Kulağıma bir ses dolmuştu. Kalbim kıpırdatmıştı o ses. Karan...bu onun sesiydi. Elimin tersiyle akan gözyaşlarımı silip sesin geldiği yöne doğru baktım. Sert bakışlarıyla buraya doğru yaklaşıyordu. Ama söylediği sözler açıklığa kavuşturduğumla alakası dahi yoktu.

Yanağına doğru kayan gülüş, herkese soğuk gelen ama bana sıcak gelen o gülüşle dudağını araladı.

"Hah! Hanımefendi..."

~

KARAN'IN AĞZINDAN

Doğan ile bakışlarımızı kapıya doğru yönelttik. Soğuk...

Tüylerimin diken diken olmasını neden olmuştu nereden geldiğini bir an çözemediğim bu his. Ve bir ses duydum. Onun sesiydi. Evet, bu onun sesi...Şimdi mi? Hayır! Şimdi olmamalı, henüz erken. Ona engel olabileceğime emindim. Ama artık emin olamıyorum.

Ellerimi saçlarımın arasına  geçirip saçlarımı çekiştirdim. Dişlerimi dişlerime bastırıyordum. Parmaklarımı avucumu parçalacakmışcasına geçirdim. 

Doğan donuk, hayır donuk değildi. Kimse onu tanımıyordu. Çocukluk arkadaşım, kan kardeşimdi o benim. Her zaman soğuk biri gibi gözükürdü. İnsanlardan nefret etmiyordu, duygusuz da değildi. Yo, tam aksine yalnızdı. Tıpkı benim gibi...

Yaşadıklarımız farklıydı bir tek. Onun ailesi onu umursamıyordu. Onun için 'Nesne' demişlerdi adiler! İşte biz ortağız Doğan. Biz birlikte hissederiz.

Donuk gözüken yüzünün aslında ne kadar endişeyle baktığını görebiliyordum. İçimde ki o çocukmuş gibi bakan o gözleri hissettim. "Sık dişini." dedi net bir şekilde. Adımlarını bana doğru yönlendiriyordu. İç çekmemle çıkan o sesimle kelimeler "Emin değiliz."  olmuştu.

Anlık ona yüzüne doğru çevirdiğim gözlerimi tahta masaya çevirdim. Avucumda oluşurduğum acı artmasıyla dişlerimi birbirine iyicene geçirdim. Bunu hakkettin Karan. Birinin hayatını daha maffediyorsun.

Gözlerimi büyüttüm birden. Beynime akın ediyordu sesler. Önüme düşen saçlarımın arasından duvarda ki aile tablosuna doğru baktım ve o lanet kelimeyi fısıldadım.

"Baba." 

Ne boğuk çıkmıştı o ses? Ne acınasıydı? 'Öldü' diye tekrar ettim içimden. 

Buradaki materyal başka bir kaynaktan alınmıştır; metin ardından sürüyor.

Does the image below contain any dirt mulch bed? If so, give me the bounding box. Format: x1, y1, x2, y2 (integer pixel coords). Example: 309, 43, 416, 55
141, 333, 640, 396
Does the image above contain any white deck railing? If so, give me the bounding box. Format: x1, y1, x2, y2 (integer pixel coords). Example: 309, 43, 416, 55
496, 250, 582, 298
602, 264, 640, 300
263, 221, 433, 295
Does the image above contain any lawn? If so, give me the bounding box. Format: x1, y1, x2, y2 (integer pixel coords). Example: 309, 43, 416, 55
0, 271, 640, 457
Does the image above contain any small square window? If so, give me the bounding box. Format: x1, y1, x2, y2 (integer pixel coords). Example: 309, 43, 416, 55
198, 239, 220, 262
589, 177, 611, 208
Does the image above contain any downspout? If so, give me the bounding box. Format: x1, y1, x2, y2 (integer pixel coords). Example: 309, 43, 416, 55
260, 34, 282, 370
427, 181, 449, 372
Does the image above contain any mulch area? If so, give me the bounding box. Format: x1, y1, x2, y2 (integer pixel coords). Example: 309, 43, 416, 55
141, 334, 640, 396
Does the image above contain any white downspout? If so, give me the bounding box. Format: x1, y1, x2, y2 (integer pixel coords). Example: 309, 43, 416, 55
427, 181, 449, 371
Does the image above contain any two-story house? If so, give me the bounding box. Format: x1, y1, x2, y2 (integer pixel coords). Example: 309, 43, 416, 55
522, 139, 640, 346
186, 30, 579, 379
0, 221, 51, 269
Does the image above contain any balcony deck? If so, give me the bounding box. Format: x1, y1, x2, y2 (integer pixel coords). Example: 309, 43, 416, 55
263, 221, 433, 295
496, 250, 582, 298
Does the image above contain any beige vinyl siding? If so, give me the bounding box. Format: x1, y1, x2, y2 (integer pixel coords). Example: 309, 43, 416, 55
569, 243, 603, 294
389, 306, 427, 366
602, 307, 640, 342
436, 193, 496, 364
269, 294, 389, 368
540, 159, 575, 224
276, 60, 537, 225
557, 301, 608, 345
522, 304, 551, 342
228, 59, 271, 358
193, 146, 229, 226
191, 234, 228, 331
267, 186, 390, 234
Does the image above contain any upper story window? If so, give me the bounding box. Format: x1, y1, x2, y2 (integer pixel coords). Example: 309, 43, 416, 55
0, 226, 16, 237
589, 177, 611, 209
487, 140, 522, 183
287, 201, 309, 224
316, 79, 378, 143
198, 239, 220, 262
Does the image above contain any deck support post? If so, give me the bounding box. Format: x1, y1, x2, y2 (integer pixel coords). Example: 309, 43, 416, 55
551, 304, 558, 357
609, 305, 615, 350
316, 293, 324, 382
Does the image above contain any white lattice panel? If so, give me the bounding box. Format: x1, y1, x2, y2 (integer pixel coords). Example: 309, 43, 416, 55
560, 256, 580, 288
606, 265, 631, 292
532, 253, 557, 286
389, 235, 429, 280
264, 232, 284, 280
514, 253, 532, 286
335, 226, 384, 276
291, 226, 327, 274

'O öldü! Hâlâ niye korkuyorsun! ÖLDÜ!'

Anlam veremiyordum. Korkunun verdiği vücudumda ki etkiyi, titreyen ellerimi, alnımdan süzülen ter damlalarına anlam veremiyordum.

"Karan, sakinleş." Doğan'ın endişeyle konuşmasının ardından sesler daha da yükseldi.

'Senin suçun. Bir can daha, ha? Yetmedi mi aldığın can KARAN!'

Gözlerimi yumup kendi karanlığıma gömdüm kendimi. 

"Acınacak haldesin. Acınası, acınası!"

Tüm gücümle saçlarımı masaya doğru çekince parmaklarımın arasına başımı alıp, hışımla başımı tavana doğru kaldırdım. Boğazım yırtılana kadar -sesim boğuklaşıp halim kalmayana kadar- bağırdım. "SUS! YALVARIYORUM SANA SUS."  Sandığımdan erken boğuklaşmıştı sesim. Tiz çıkmıştı. Artık kendimde güç bulamıyordum. Beynimdekiler susmuyordu da. Yem olmayı becerdim. İstediklerini ona verdim. Her şeyi ve hayatımı...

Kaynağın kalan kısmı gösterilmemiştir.